GENTILEZA MARIO MOSCA

Escribe: Javier Ciappina

de la Redacción de EL TIEMPO

No me representa el violento que tira piedras y destruye -vapuleando una causa justa- y que finalmente termina siendo servil a lo que “supuestamente” se opone, manchando de tristeza  y desazón el reclamo válido de millones de argentinos que se hacen oír pacíficamente (y que no fueron la escenografía redundante en el prime time mediático); no me representa el que da la orden de reprimir; no me representa el que reprime; no me representa el corrupto; no me representa el que le mete la mano en el bolsillo a los que menos tienen; no me representa el que perdió la conciencia de clase; no me representan los medios que muestran una sola cara de la moneda; no me representan los carentes de empatía; no me representan los que dicen diálogo cuando deberían decir rosca (transa) política.

Me gusta caminar por la vereda de los que se sostienen con la fuerza de su trabajo, de los que no entregan la dignidad por un puñado de monedas; de los “viejos” que se deslomaron toda la vida y que se han ganado transitar esta etapa sin “dolores” en el cuerpo y en el alma; de los que menos tienen y más merecen; de los que luchan para que todos los niños tengan las mismas posibilidades de educarse y de futuro.

Se acerca fin de año y, también en Azul, el espíritu navideño anda coleteando entre el padecimiento y la incertidumbre de quienes desconocen cómo se sigue adelante (FANAZUL, la baja de contratos en el Municipio, los proveedores que no cobrarían hasta enero…).

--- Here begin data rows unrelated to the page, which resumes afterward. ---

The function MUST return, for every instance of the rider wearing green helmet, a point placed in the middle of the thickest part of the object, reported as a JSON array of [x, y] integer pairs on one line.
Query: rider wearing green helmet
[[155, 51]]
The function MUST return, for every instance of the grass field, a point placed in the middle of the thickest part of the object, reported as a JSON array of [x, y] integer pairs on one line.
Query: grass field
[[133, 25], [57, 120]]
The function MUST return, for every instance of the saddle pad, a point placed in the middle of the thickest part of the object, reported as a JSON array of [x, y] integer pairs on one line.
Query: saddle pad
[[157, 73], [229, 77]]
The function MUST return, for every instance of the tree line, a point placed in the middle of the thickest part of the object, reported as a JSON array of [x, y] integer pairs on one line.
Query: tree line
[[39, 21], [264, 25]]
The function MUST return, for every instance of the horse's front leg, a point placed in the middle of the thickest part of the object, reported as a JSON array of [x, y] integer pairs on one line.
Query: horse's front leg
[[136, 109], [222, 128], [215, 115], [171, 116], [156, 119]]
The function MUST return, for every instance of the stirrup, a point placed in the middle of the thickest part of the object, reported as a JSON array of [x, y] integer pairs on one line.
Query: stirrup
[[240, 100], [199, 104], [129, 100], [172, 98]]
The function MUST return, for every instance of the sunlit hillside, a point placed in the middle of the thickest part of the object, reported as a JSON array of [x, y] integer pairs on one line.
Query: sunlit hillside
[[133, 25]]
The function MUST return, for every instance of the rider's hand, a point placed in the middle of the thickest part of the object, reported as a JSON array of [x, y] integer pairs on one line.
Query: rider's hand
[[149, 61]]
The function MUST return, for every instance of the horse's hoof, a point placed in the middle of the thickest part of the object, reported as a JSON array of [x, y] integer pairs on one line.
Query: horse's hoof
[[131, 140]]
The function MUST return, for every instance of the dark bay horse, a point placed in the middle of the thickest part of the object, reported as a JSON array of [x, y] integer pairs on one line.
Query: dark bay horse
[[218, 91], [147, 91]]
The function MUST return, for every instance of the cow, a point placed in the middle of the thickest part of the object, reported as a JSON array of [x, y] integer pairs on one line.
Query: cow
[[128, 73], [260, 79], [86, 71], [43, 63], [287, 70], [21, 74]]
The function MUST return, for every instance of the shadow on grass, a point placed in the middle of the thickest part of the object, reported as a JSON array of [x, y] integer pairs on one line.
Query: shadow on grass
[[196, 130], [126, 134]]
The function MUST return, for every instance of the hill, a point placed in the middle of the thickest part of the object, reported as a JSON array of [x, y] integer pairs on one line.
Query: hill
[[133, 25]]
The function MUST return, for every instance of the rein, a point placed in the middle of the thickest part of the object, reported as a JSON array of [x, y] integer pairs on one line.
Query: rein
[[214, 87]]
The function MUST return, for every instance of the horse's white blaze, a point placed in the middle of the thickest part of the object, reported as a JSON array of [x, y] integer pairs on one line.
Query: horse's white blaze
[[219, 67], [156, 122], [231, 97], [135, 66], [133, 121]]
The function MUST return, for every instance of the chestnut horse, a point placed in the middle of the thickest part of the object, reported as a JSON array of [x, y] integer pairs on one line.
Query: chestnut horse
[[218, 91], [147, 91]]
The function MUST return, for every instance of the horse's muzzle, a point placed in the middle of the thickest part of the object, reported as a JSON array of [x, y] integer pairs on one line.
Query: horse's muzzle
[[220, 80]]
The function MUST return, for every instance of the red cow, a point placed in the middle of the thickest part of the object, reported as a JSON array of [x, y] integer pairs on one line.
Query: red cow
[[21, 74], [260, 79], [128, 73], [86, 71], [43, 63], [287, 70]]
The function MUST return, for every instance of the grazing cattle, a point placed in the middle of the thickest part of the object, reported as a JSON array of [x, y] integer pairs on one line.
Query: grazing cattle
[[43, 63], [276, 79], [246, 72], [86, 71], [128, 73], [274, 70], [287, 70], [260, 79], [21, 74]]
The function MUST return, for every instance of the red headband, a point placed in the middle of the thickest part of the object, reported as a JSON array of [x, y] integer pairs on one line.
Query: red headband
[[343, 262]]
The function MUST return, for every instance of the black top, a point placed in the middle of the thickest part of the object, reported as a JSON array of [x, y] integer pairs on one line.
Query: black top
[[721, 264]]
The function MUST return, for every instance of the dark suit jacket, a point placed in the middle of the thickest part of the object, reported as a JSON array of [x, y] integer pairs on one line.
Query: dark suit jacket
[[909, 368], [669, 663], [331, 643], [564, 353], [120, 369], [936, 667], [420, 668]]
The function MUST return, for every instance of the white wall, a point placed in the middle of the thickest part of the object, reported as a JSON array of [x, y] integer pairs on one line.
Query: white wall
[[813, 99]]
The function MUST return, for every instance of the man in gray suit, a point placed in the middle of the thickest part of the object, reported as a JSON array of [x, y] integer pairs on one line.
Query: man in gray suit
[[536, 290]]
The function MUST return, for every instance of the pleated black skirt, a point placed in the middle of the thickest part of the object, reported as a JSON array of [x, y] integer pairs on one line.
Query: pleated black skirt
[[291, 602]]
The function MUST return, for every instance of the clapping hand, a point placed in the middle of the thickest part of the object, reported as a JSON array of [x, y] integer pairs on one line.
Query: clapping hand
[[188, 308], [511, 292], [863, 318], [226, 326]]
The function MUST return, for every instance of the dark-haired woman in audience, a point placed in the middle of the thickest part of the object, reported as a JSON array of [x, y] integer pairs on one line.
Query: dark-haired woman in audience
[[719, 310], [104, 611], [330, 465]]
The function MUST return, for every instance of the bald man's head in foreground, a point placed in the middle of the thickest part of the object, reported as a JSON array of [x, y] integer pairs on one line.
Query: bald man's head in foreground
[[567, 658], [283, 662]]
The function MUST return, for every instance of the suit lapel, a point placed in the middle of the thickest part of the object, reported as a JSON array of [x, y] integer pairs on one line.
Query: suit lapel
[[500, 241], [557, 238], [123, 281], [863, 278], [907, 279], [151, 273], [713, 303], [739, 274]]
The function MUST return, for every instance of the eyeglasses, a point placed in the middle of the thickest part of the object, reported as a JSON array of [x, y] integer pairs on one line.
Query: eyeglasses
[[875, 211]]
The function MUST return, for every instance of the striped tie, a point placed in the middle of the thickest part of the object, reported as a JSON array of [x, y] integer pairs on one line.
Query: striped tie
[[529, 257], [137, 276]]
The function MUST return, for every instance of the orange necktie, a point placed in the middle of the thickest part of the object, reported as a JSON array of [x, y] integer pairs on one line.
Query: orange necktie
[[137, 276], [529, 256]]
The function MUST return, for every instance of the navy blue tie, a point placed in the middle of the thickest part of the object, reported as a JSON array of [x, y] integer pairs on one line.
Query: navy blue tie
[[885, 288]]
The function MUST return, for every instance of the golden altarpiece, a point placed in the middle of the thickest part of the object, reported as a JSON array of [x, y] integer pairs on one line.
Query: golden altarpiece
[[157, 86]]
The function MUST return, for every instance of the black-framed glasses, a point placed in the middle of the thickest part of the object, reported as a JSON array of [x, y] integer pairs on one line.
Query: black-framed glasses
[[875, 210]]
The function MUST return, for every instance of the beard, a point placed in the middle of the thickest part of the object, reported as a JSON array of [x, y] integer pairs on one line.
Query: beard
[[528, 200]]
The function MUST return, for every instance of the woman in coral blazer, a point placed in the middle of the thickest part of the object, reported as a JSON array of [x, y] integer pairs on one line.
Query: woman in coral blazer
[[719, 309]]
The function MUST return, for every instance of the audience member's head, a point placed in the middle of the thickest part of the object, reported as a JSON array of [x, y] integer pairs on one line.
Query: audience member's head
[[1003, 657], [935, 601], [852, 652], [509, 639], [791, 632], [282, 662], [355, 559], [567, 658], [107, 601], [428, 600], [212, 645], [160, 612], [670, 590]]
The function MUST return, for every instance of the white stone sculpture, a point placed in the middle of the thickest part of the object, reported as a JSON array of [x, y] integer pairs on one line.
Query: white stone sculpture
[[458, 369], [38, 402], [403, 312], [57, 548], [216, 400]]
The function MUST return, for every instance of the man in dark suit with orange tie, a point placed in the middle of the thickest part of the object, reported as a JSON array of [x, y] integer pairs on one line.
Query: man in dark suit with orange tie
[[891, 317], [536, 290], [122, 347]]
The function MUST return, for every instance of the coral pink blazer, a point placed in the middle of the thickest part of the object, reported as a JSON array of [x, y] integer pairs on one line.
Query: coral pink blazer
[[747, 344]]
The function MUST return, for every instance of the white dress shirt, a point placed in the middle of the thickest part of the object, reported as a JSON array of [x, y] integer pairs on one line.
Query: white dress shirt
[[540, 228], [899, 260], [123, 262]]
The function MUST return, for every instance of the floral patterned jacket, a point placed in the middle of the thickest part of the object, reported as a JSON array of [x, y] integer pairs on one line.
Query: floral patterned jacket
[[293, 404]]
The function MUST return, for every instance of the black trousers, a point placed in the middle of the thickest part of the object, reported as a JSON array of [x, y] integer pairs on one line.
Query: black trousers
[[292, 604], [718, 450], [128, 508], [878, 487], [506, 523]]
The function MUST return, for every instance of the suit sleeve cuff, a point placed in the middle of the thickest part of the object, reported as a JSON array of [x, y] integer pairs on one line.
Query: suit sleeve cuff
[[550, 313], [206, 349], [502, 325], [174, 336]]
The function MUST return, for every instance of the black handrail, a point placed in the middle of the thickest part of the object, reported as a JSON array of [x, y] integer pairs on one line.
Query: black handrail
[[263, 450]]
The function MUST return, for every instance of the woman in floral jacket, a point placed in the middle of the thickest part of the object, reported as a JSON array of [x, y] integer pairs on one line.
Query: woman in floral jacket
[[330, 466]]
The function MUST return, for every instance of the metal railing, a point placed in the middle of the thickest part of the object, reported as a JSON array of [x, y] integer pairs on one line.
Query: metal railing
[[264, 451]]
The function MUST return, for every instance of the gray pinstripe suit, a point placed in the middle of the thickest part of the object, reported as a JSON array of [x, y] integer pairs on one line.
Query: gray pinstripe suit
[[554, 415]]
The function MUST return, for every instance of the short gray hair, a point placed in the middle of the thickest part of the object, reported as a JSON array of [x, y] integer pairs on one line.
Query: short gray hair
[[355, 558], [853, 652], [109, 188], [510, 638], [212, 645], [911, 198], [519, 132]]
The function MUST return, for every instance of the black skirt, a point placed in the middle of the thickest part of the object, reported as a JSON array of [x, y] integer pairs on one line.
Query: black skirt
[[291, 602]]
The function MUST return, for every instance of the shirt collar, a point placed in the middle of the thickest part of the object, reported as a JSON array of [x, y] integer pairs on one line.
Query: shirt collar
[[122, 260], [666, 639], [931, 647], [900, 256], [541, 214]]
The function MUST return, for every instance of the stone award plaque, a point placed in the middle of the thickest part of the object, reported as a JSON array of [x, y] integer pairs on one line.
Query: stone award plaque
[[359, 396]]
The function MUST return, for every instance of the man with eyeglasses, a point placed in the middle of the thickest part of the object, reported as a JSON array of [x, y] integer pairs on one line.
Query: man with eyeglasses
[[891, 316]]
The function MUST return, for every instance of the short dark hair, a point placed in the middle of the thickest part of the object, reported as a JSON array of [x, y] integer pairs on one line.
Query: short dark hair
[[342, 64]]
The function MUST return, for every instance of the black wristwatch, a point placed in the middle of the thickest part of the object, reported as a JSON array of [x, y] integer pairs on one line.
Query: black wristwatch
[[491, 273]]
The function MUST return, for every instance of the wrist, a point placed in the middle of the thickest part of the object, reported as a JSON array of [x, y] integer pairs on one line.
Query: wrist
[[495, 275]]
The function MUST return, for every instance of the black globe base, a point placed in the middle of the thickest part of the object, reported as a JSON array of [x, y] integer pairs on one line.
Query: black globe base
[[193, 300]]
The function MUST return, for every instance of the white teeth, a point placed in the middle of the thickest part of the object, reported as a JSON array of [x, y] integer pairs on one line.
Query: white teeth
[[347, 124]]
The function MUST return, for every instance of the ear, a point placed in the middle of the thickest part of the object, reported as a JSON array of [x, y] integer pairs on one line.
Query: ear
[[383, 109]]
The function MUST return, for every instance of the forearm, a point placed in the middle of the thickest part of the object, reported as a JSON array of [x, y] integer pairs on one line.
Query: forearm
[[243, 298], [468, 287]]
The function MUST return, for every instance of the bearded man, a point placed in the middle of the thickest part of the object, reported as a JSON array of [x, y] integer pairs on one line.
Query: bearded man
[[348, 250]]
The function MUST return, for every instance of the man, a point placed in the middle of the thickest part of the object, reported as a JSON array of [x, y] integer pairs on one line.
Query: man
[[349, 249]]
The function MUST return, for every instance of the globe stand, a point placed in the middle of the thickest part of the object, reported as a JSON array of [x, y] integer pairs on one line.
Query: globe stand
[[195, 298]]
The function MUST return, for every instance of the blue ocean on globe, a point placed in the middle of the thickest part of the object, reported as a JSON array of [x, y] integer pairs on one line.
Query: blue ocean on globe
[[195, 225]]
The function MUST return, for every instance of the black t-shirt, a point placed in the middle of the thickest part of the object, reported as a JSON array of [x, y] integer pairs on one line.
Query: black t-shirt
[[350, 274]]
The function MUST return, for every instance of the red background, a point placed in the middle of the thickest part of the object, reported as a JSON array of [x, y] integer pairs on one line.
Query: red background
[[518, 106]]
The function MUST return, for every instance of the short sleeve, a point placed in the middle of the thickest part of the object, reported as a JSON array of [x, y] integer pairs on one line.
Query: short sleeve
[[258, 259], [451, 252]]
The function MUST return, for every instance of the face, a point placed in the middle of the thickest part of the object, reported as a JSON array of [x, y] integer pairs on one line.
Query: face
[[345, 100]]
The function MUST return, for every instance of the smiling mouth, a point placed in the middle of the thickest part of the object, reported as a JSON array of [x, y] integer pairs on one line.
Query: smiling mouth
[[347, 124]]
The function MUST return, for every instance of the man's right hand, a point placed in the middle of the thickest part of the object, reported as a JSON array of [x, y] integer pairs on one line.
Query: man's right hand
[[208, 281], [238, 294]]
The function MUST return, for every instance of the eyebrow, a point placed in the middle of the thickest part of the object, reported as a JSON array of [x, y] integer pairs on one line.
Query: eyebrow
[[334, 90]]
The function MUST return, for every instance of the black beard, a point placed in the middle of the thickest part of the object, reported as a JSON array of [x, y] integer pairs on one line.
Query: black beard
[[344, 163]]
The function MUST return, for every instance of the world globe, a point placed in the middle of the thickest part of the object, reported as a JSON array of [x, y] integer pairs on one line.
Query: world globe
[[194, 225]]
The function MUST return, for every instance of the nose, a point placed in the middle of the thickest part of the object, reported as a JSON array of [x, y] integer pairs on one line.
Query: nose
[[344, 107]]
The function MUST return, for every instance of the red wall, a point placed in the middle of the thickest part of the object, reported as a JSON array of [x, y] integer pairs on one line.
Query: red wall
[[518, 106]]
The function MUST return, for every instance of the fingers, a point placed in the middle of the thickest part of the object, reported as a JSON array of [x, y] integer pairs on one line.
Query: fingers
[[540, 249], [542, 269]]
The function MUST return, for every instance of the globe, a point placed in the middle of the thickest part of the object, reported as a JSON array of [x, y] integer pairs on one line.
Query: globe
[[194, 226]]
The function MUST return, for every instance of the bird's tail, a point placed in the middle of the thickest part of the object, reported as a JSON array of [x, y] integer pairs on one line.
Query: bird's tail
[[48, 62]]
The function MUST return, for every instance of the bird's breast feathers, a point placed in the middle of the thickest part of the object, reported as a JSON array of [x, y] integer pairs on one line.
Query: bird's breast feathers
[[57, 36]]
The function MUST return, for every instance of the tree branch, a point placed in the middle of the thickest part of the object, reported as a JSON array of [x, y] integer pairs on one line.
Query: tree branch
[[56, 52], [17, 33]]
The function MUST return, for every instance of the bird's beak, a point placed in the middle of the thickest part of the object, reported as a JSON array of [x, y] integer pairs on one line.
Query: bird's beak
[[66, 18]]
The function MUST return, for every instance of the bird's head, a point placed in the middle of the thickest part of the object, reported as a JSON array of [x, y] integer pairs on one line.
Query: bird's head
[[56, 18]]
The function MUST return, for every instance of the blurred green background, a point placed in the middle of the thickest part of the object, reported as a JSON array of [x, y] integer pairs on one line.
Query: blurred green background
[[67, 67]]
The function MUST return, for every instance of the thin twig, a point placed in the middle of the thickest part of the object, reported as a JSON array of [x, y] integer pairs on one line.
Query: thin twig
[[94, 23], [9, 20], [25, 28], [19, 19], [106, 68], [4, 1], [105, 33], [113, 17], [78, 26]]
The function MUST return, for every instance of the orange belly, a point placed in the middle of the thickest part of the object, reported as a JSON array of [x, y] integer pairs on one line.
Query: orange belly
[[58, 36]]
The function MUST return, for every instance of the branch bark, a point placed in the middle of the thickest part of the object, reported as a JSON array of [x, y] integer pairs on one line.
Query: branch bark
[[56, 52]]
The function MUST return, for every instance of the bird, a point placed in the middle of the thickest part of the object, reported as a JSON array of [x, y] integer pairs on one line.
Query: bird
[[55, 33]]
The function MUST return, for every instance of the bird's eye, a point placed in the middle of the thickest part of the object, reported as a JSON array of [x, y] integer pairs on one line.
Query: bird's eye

Están los fantasmas (que no es ninguno de los que se le apareció al Sr. Scrooge en el cuento de Charles Dickens) de un pasado al que nadie quiere volver. Muchos hablan de la Argentina de 2001, a mí se me emparenta mucho más con la de los `90, dura para el país y también a título personal.

Viendo en televisión lo que sucedía frente al Congreso, una de mis hijas (inquieta por esa inocencia que necesita distinguir el bien y el mal sin lugar a grises) me preguntó: “¿Cuáles son los buenos, papi?”…En ese momento no encontré una respuesta. La verdad es que no lo sé hija, pero seguro que no lo son aquellos que usan la violencia como medio de reclamo ni tampoco aquellos que le sacan lo que les queda de futuro a los jubilados.

De lo que sí estoy seguro es que esta Argentina duele…y duele mucho.